There is a way to release the crown and stem but every movement calibre is different. You'll need to give us the movement number or post a good quality close up picture.


----------



## bhassan (Dec 4, 2010)

pg tips said:


> There is a way to release the crown and stem but every movement calibre is different. You'll need to give us the movement number or post a good quality close up picture.


It is a 613 movement


----------



## bhassan (Dec 4, 2010)

I can't believe 64 people have viewed this and either don't know or cannot be bothered to offer an answer, dooes each Omega movement have a different way of removing the crown or is it the same method across the whole range? Thanks


----------



## jeffvader (Jun 10, 2008)

bhassan said:


> I can't believe 64 people have viewed this and either don't know or cannot be bothered to offer an answer, dooes each Omega movement have a different way of removing the crown or is it the same method across the whole range? Thanks


Well with an attitude like that, I think people will be even less likely to reply.

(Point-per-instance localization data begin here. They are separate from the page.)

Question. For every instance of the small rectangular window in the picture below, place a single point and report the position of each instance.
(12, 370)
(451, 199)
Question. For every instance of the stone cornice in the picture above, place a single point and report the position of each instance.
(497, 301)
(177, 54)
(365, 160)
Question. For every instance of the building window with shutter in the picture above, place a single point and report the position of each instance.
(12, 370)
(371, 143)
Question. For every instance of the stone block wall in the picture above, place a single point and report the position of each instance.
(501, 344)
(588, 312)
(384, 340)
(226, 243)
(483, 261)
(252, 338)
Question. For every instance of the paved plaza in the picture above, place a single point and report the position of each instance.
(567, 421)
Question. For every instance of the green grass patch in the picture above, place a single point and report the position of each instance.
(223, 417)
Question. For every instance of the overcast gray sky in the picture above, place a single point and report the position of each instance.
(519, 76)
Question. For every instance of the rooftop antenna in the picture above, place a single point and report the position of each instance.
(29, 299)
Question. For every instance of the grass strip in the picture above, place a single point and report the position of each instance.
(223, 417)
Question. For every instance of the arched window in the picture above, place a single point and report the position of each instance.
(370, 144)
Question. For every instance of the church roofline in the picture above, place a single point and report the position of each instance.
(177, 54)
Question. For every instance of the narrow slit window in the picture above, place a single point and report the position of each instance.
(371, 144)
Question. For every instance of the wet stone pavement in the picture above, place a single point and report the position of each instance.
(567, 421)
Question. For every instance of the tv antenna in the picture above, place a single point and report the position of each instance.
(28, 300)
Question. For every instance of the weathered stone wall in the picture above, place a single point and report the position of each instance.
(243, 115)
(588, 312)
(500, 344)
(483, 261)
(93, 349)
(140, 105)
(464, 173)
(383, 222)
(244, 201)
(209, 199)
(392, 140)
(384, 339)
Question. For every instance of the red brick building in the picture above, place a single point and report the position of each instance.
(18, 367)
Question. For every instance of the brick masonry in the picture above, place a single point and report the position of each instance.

Don't know the movement myself, but it's either a button or a split stem.

Take a picture of the movement & you post it up via photobucket & you might get some help.

A quick trip the Introduction Forum would be nicer way to introduce yourself.


----------



## stevieb (Feb 12, 2010)

There will be a recessed screw head on the movement closest to the imaginary line of where the stem is.

Undo this a few turns, no need to remove it.

The stem will now be released.

Refit the reverse.

If its front access[seamaster De ville], it will have a split stem, all you need to do is pull it out, pry with a pair of stiff tweasers normally does it.

steve


----------



## William_Wilson (May 21, 2007)

stevieb said:


> There will be a recessed screw head on the movement closest to the imaginary line of where the stem is.
> 
> Undo this a few turns, no need to remove it.
> 
> ...


It looks like the 600 series of movements, in removable back cases, use a recessed release button. Here is a pic stolen from the web:










Later,

William


----------



## stevieb (Feb 12, 2010)

Hi William,

I gave a generic answer due to his flipant response.

I haven got a watch with a 600 series, is it a push with a fine point?

Would it be the same on a 563? I have a rough one [seamaster deville] in my things to do tub.

steve


----------



## William_Wilson (May 21, 2007)

stevieb said:


> Hi William,
> 
> I gave a generic answer due to his flipant response.
> 
> ...


The 600 series push release looks the same as the 55X-56X auto movements releases do.

Later,

William


----------



## stevieb (Feb 12, 2010)

William,

Thanks,

I had a look today







and










regards steve


----------



## Guest (Jan 9, 2011)

I think there should be a screw in the movement that holds the crown.


----------